Christa Wolf schrieb bis ins hohe Alter bedeutende Werke - so erschien etwa 1968 ihr Buch "Nachdenken über Christa T.", 1983 "Kassandra" und 1996 "Medea", das wie schon "Kassandra" auf die griechische Mythologie zurückgreift von einer Figur der antiken Sagenwelt handelt. 2003 erschien ein weiteres sehr interessantes Buch mit dem Titel "Ein Tag im Jahr". Darin schildert Christa Wolf, was sie in den letzten zehn Jahren am 27. September gemacht hat. Ihr letzter Roman erschien 2010 unter dem Titel "Stadt der Engel oder The Overcoat of Dr. Freud". Wolf wurde zu Lebzeiten mit vielen wichtigen Auszeichnungen geehrt, 2002 erhielt sie den Deutschen Bücherpreis für ihr Lebenswerk. Die Jury lobte sie, da sie sich "mutig in die großen Debatten der DDR und des wiedervereinigten Deutschland eingemischt" habe. Bis zum Schluss war sie auch immer eine Anwärterin auf den Nobelpreis für Literatur.
"Was bleibt": Der Literaturstreit
In Wolfs Erzählung "Was bleibt" wird der Alltag einer Schriftstellerin aus Ostberlin, die von der Staatssicherheit beobachtet wird, beschrieben. Sie steht unter ständiger Beobachtung und auch ihre Wohnung wird immer wieder durchsucht. Dabei hinterlassen die Sicherheitsbeamten stets Spuren, um der Schriftstellerin zu zeigen, dass sie überwacht wird. Zudem wird ihr Telefon abgehört und auch Gespräche in der Wohnung werden belauscht. Die Frau hat natürlich Angst und leidet unter Schlaflosigkeit. Eines Tages sind bei einer ihrer Lesungen viele Spitzel anwesend - auch die Zuhörer wissen das, aber dennoch werden ungemütliche und mutige Fragen gestellt. Der Schriftstellerin werden mit diesen Fragen die Augen geöffnet. Viele junge Autoren möchten nicht schweigen, sie möchten auf die Ungerechtigkeiten in ihrem Staat, der DDR, aufmerksam machen.

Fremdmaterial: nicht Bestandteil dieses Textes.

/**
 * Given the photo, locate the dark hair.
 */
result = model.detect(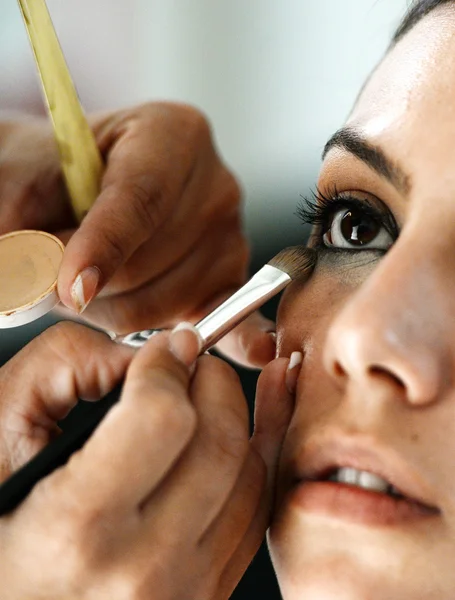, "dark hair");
[392,0,455,46]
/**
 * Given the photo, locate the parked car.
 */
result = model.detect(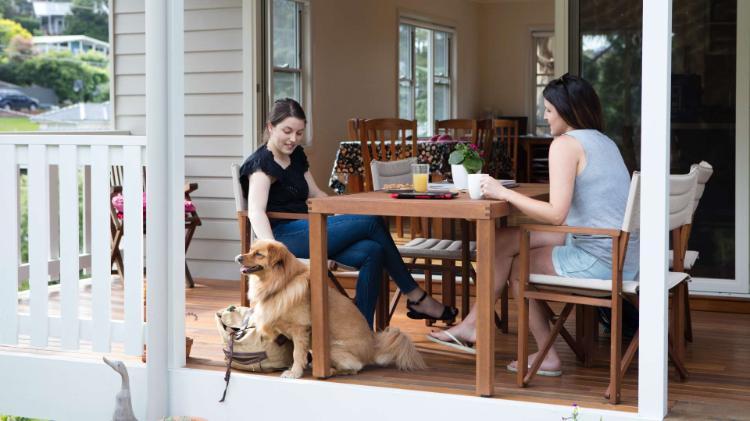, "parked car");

Bereits 1979 verfasste die Autorin die Erzählung "Was bleibt", aber erst 1990 erschien sie. Das wurde Christa Wolf später auch oft vorgeworfen. Erst nachdem die DDR nicht mehr existierte, entschloss sie sich, das Buch zu veröffentlichen. Hatte sie etwa Angst, verhaftet zu werden? Viele Kritiker waren der Meinung, dass bekannte Schriftsteller die Pflicht hätten, auf die Missstände in einem Staat aufmerksam zu machen. Christa Wolf aber veröffentlichte ihre Geschichte erst, als es den Staat schon nicht mehr gab. Wollte sie so etwa die bevorzugte Behandlung, die sie teilweise erfuhr, nicht aufs Spiel setzen?
In der Bundesrepublik hatte man natürlich leicht reden, dort herrschte keine sozialistische Zwangsherrschaft. Kann man verlangen, dass jemand zugunsten von Recht und Gerechtigkeit sich selbst in Gefahr bringt? Es wurde viel darüber diskutiert. Christa Wolf wurde als DDR-Staatsdichterin beschimpft, auch deshalb, weil sie nach dem Fall der Mauer keine Wiedervereinigung mit der BRD wollte. Doch trotz des Streites um ihre Person und der Diskussion darüber, was ein Schriftsteller in einem Unrechtsstaat zu tun habe, wurde ihr 1990 die Ehrendoktorwürde der Universität Hildesheim verliehen.
Christa Wolf und die Stasi
Im Jahr 1993 gestand die Autorin, dass sie als IM Margarethe, als inoffizielle Mitarbeiterin, bei der Stasi gelistet war. Das bedeutet, sie musste der Stasi Berichte abliefern. Diese waren aber wohl sehr langweilig gewesen und enthielten keine wichtigen Informationen über andere Menschen oder Verbindungen, sodass Christa Wolf nur von 1959 bis 1962 für die Stasi tätig war. Allerdings war nun die Stasi auf sie aufmerksam geworden und beobachtete sie bis zum Ende der DDR. Aber die Schriftstellerin blieb dennoch im Land.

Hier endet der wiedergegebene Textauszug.